Key features of the Split API:
  • Named subdocuments: Define the labels you care about with natural-language descriptions.
  • Page-level output: Results are explicit 1-indexed page arrays.
  • Repeated instances: The same name can appear multiple times in output.
  • Consensus support: Increase n_consensus to get consensus.likelihoods and consensus.choices.
  • Pure split primitive: Key-based grouping is handled by partitions.create, not by split.

Split API

SplitRequest
SplitRequest
Returns
Split
A persisted split resource containing the page assignments.
Define the subdocument labels you want to detect, then pass them directly into splits.create.
from retab import Retab

client = Retab()

result = client.splits.create(
    document="property_portfolio.pdf",
    model="retab-small",
    subdocuments=[
        {
            "name": "property_listing",
            "description": "Property listing pages with photos, pricing, and listing details",
            "allow_multiple_instances": True,
        },
        {
            "name": "legal_notice",
            "description": "Legal notices, disclaimers, or policy pages",
        },
    ],
    n_consensus=3,
)

for split in result.output:
    print(split.name, split.pages)

print(result.consensus.likelihoods if result.consensus else None)

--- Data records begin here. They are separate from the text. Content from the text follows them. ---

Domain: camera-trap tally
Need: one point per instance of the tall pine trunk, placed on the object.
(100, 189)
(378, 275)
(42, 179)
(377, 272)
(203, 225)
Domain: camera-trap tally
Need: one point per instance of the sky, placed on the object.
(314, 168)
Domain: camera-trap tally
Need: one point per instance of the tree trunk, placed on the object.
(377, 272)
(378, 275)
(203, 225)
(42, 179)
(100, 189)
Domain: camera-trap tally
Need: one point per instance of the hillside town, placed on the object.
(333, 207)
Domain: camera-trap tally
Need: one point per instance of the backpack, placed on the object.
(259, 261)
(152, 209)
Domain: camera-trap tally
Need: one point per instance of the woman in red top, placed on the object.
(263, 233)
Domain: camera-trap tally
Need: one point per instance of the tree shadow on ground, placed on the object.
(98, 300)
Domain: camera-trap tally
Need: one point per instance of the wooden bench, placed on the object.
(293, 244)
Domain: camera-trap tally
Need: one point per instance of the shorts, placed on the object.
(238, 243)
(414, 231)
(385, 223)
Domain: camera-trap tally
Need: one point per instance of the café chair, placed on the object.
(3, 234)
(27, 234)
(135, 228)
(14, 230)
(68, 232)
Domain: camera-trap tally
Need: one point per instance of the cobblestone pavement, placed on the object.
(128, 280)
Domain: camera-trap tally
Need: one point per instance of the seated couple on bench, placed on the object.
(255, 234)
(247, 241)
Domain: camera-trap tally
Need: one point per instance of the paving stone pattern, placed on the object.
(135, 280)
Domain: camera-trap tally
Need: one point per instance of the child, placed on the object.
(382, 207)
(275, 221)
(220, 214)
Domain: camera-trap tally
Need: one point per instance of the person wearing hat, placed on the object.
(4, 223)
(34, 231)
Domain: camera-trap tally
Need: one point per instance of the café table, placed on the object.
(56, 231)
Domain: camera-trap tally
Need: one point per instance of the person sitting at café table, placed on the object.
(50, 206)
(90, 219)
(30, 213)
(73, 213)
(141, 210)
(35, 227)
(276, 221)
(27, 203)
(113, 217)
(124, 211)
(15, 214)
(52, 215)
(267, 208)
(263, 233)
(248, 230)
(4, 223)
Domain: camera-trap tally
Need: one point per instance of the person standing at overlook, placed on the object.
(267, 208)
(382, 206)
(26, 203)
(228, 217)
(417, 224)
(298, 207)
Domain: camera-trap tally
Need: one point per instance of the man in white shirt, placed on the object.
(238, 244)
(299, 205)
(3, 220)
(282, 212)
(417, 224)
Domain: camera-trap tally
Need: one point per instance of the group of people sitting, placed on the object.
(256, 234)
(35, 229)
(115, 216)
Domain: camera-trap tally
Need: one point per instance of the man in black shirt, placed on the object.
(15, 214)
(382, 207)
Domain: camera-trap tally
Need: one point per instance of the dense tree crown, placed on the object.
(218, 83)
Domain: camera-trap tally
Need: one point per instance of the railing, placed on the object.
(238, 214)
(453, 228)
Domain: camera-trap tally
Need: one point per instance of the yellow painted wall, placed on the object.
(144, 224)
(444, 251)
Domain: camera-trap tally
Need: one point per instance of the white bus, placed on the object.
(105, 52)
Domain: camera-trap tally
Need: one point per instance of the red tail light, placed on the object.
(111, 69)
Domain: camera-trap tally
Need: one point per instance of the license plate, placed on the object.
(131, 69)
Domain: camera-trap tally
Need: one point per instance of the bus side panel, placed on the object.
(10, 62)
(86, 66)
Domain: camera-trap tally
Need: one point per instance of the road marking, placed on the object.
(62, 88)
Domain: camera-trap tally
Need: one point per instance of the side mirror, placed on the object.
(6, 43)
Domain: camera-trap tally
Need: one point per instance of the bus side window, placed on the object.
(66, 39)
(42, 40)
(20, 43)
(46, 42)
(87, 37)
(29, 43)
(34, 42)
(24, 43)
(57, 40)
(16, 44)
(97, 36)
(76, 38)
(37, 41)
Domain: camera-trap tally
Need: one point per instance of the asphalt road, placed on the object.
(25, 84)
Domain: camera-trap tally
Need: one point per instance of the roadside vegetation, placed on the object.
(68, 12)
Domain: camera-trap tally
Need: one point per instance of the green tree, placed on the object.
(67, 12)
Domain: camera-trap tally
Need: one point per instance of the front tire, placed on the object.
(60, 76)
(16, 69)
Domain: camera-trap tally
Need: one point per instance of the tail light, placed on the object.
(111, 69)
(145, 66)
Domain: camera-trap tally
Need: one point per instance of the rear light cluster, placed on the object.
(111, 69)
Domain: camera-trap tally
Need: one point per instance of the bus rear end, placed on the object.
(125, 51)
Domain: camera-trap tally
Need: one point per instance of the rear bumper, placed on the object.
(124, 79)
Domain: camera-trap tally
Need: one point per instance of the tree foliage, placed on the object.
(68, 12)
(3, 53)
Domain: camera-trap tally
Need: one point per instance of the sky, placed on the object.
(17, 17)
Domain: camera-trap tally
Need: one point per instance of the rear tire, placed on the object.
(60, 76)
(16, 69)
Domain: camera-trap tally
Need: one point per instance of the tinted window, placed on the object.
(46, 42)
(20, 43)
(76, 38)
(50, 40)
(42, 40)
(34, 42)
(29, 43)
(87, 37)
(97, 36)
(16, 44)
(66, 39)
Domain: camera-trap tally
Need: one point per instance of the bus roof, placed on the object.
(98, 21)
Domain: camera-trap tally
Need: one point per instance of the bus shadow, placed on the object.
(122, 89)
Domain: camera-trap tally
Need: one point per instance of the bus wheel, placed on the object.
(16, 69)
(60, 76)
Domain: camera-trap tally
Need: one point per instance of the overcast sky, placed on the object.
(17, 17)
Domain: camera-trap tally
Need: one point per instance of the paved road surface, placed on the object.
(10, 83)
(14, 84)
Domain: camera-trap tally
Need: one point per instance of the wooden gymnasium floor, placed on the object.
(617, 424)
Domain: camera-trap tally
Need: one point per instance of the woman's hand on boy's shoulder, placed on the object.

Use Case: Processing Mixed Document Batches

Split a batch of scanned documents into invoices, receipts, and contracts for separate downstream handling.
from retab import Retab

client = Retab()

subdocuments = [
    {"name": "invoice", "description": "Invoice documents with billing details, line items, totals, and payment terms"},
    {"name": "receipt", "description": "Payment receipts showing transaction confirmation and amounts paid"},
    {"name": "contract", "description": "Legal contracts with terms, conditions, and signature blocks"},
    {"name": "cover_letter", "description": "Cover letters or transmittal documents"},
]

result = client.splits.create(
    document="scanned_batch.pdf",
    model="retab-small",
    subdocuments=subdocuments,
)

for split in result.output:
    print(f"{split.name}: pages {split.pages}")

Understanding Repeated Instances

The same subdocument can appear more than once in a response. This is useful for interleaved packets or repeated document types inside one file.
result = client.splits.create(
    document="mixed_batch.pdf",
    model="retab-small",
    subdocuments=[
        {
            "name": "invoice",
            "description": "Invoice documents",
            "allow_multiple_instances": True,
        },
        {
            "name": "receipt",
            "description": "Receipt documents",
            "allow_multiple_instances": True,
        },
    ],
)

for split in result.output:
    print(f"{split.name}: pages {split.pages}")

# Example output:
# invoice: pages [1, 2, 3]
# receipt: pages [4, 5]
# invoice: pages [6, 7, 8]
# receipt: pages [9, 10]

Split vs Partition

Use split when the question is:
  • “What kind of subdocument is on these pages?”
  • “Where are the invoices, receipts, and contracts in this file?”
Use partition when the question is:
  • “Which pages belong to invoice INV-001 versus INV-002?”
  • “Group this homogeneous packet by claim ID / policy number / invoice number.”
Example:
  • split: classify a mixed packet into invoice, receipt, contract
  • partition: group an invoice-only batch into one chunk per invoice_number
If you need both:
  1. Run split first to isolate the relevant subdocument type.
  2. Run partitions.create on that subdocument’s pages.

Best Practices

Subdocument Definitions

  • Be specific: Write descriptions that distinguish labels clearly.
  • Use visual cues: Mention headers, logos, tables, signatures, or layouts.
  • Avoid overlap: Overlapping labels reduce routing accuracy.
  • Prefer 3-7 labels: Too many similar labels usually hurts quality.

Model Selection

  • retab-small: Good default for most split tasks
  • Raise n_consensus when boundary accuracy matters more than latency

Pipeline Design

  • Use split before extract when a bundle must be separated first.
  • Use partition only for key-based grouping, not as a subdocument definition feature.